Não está provado que olhar para os animais em cativeiro nos incite a preocupar-nos com eles. Presumo que uma das lições mais importantes que os humanos aprendem nos zoológicos com jaulas é que temos o direito de trancafiar animais e usá-los, basicamente, como forma de entretenimento. Acredito que as lições educativas seriam mais acertadas se pudessem viver uma vida mais de acordo com a sua espécie. Nos os compreenderíamos muito mais, e também sentiríamos mais respeito por eles.
O senhor é um defensor da corrente filosófica chamada de Utilitarismo de Preferência. Que relação tem isto com os animais?
Eu sou um utilitário. Acredito que a ação correta é aquela que tem as melhores consequências. Quais são essas consequências? Os utilitários clássicos tratam do prazer e da dor. Os utilitários de preferências se ocupam da satisfação das preferências. Para ambas formas do utilitarismo, fica claro que os animais formam parte da equação, porque eles experimentam dor e prazer, e também têm as suas preferências. E não temos nenhuma justificativa para atribuir menos valor a essas preferências ou a esses prazeres e dores, apenas porque não são membros da nossa espécie. É por isso que acredito piamente que os animais têm um tipo de status moral, e isso implica em termos que levar em consideração os seus próprios interesses.

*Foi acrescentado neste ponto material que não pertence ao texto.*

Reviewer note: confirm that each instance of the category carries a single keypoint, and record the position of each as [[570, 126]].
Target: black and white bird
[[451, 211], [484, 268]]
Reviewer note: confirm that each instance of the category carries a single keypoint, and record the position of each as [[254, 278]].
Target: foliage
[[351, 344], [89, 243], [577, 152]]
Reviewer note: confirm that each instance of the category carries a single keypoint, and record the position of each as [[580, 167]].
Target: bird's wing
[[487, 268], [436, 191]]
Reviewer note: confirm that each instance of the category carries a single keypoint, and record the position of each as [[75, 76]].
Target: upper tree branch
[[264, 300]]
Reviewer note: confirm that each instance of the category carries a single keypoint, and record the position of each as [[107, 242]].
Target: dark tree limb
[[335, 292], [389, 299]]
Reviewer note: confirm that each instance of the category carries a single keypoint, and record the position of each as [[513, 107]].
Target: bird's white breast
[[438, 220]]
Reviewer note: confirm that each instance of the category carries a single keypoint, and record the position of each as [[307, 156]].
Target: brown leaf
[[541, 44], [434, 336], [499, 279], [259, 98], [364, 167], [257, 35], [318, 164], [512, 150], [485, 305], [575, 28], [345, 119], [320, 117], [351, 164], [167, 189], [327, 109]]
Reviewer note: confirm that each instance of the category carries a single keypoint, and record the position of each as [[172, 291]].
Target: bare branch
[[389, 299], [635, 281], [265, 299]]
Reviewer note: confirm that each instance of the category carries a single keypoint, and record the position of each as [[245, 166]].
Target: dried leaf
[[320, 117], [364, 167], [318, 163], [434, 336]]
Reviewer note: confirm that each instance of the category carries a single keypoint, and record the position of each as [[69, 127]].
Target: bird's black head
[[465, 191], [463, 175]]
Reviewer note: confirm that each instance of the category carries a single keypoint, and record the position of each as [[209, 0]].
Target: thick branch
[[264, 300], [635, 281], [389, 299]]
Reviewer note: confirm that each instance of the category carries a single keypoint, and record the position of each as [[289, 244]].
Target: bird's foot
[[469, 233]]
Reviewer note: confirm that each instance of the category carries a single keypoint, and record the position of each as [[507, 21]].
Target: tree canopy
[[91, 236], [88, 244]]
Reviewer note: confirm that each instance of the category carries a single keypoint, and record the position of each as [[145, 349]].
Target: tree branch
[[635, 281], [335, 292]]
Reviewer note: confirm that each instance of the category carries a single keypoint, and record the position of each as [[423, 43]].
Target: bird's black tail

No seu livro “Libertação animal”(1975), pioneiro do movimento animalista, o senhor trata do domínio dos homens sobre os animais. O aumento do interesse pelo vegetarianismo e pela defesa dos animais é um sinal desta mudança de consciência?

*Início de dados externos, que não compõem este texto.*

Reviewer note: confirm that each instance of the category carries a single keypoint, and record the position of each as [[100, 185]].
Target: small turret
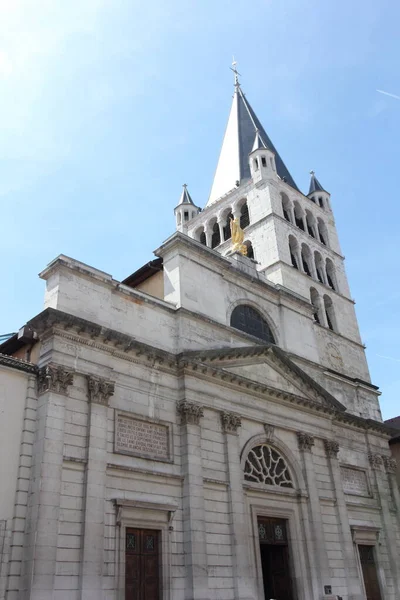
[[317, 194], [261, 159], [186, 209]]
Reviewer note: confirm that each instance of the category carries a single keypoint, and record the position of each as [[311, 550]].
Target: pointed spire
[[233, 162], [258, 142], [185, 196], [315, 185]]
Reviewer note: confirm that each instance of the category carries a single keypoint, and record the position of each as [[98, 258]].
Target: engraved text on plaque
[[141, 438], [354, 481]]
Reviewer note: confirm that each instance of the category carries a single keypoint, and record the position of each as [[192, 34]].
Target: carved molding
[[230, 422], [269, 431], [99, 390], [190, 412], [375, 460], [390, 464], [305, 441], [54, 378], [331, 448]]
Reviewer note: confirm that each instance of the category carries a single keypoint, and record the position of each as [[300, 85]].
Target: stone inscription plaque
[[141, 438], [354, 481]]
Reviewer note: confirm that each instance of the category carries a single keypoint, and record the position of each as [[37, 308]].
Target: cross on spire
[[236, 72]]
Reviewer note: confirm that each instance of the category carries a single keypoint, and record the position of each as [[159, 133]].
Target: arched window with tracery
[[264, 464], [331, 275], [294, 252], [248, 319], [310, 221], [286, 208], [227, 227], [244, 216], [200, 236], [306, 260], [315, 301], [330, 313], [215, 236], [250, 250], [319, 267], [298, 215], [323, 232]]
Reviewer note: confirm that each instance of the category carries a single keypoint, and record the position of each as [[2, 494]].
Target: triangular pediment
[[266, 367], [265, 374]]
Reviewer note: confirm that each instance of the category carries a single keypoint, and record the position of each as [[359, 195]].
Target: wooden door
[[369, 572], [142, 566], [276, 575]]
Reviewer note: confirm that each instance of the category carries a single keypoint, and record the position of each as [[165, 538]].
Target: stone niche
[[355, 481], [146, 438]]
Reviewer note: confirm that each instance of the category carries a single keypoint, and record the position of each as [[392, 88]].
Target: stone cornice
[[274, 355], [230, 422], [227, 378], [66, 325], [305, 441], [331, 448], [99, 390], [83, 270], [55, 378], [376, 461], [190, 412], [184, 241], [18, 364]]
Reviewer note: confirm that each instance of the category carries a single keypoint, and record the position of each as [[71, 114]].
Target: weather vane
[[234, 69]]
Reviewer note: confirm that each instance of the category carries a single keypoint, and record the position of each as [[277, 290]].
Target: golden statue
[[237, 237]]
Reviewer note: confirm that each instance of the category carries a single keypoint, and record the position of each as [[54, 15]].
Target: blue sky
[[108, 106]]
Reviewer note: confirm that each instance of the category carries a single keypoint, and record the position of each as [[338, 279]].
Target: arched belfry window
[[244, 216], [266, 465], [249, 320]]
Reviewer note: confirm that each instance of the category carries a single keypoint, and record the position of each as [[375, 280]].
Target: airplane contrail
[[387, 94], [388, 357]]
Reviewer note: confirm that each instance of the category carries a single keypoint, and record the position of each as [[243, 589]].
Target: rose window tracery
[[265, 465]]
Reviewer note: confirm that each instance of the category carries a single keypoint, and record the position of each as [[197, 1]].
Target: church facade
[[206, 428]]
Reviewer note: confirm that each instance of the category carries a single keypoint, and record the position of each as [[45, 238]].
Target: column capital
[[305, 441], [269, 431], [390, 464], [55, 378], [331, 448], [190, 412], [99, 390], [375, 460], [230, 422]]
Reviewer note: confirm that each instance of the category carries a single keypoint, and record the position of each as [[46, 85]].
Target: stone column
[[239, 530], [208, 234], [391, 470], [194, 530], [320, 567], [14, 583], [352, 575], [377, 464], [42, 528], [99, 393], [221, 231]]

Hoje há um interesse maior pelos direitos dos animais, e parte disso, sem nenhuma dúvida, tem a ver com as mudanças na nossa dieta, afastando-nos do consumo de produtos de origem animal, procedentes de granjas industrializadas. Também é reconhecido, mais que isto, que não é ambientalmente sustentável e que contribui para a mudança climática.
O senhor viaja muito. Que diferenças tem encontrado no que diz respeito à proteção e trato dos animais?
Tenho observado um progresso significativo na Europa, nas últimas décadas, particularmente nas granjas industrializadas. Alguns dos piores casos de confinamento foram proibidos, como, por exemplo, as gaiolas padronizadas para que as galinhas ponham seus ovos. Entendo que esses são avanços que não existem na América Latina, pois precisam modernizar as suas leis. Também sobre pesquisas com animais, na indústria de cosméticos. Há problemas e não só na América Latina, mas também na Ásia. Por exemplo na China, onde se debate ferozmente sobre o bem estar dos animais.
Porque pensa que é tão difícil conseguir melhorar as condições de vida dos animais nos zoológicos?
Sempre é difícil realizar mudanças contrárias a interesses preestabelecidos. Faz muito tempo que os zoológicos vêm fazendo o que fazem. Assim sendo, não é tarefa fácil que entendam que as suas práticas não são boas e que precisam mudar. Especialmente quando há zoológicos em regiões urbanas, com dimensões limitadas de terreno, sem condições adequadas. Deveriam reduzir drasticamente a quantidade de animais e as variedades das espécies que possuem. Mas a maior preocupação é que o povo deixe de visitar o zoológico; essa é uma luta constante. Devemos tirar os zoológicos das áreas urbanas e levá-los para fora das cidades, onde possam converter-se em parques silvestres, oferecendo aos animais condições dignas de vida.